Ritengo che non sarebbe un buon insegnante colui che promuove uno studente che non è maturo. Con la mia decisione, e quella di tanti altri italiani, ho ritenuto che Berlusconi doveva essere bocciato, perchè non maturo. Non credo che occorrano vegenti per capire che il risultato elettorale delle politiche 2006 abbia dimostrato che il popolo non volesse al governo né Prodi né Berlusconi.
Noto che a destra ancora si persista a voler Berlusconi premier, o al massimo Fini, questi signori si devono mettere in disparte, come tutti i volti che abbiamo già visto al governo precedente; occorrono giovani con mentalità proiettate all'efficienza.

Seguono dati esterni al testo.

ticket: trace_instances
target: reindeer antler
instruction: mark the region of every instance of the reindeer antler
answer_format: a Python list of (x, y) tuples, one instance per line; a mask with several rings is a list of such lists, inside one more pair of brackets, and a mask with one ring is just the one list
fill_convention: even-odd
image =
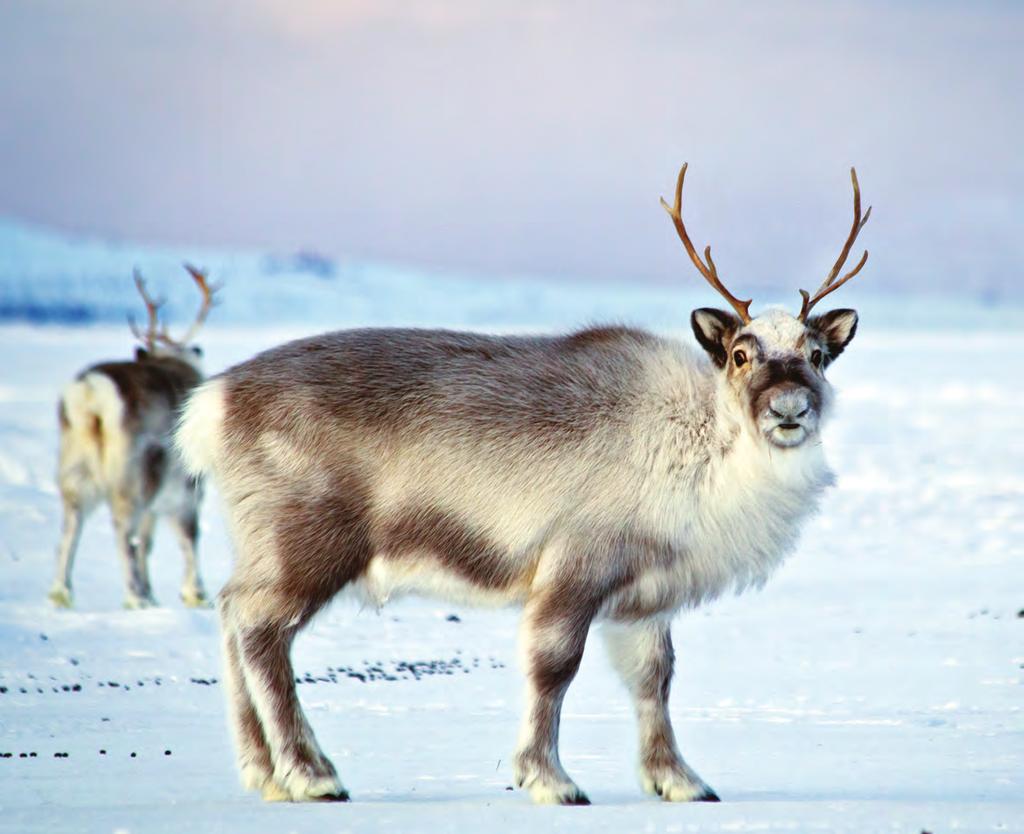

La nostra classe politica è molto vecchia e va rigenerata. In una mentalità vecchia esiste stagnazione di decisioni e poca propensione al dinamismo.
In conclusione, diciamocelo francamente, un premier che ritiene di aver governato bene non cambia, in extremis, la legge elettorale che in precedenza lo ha condotto alla vittoria.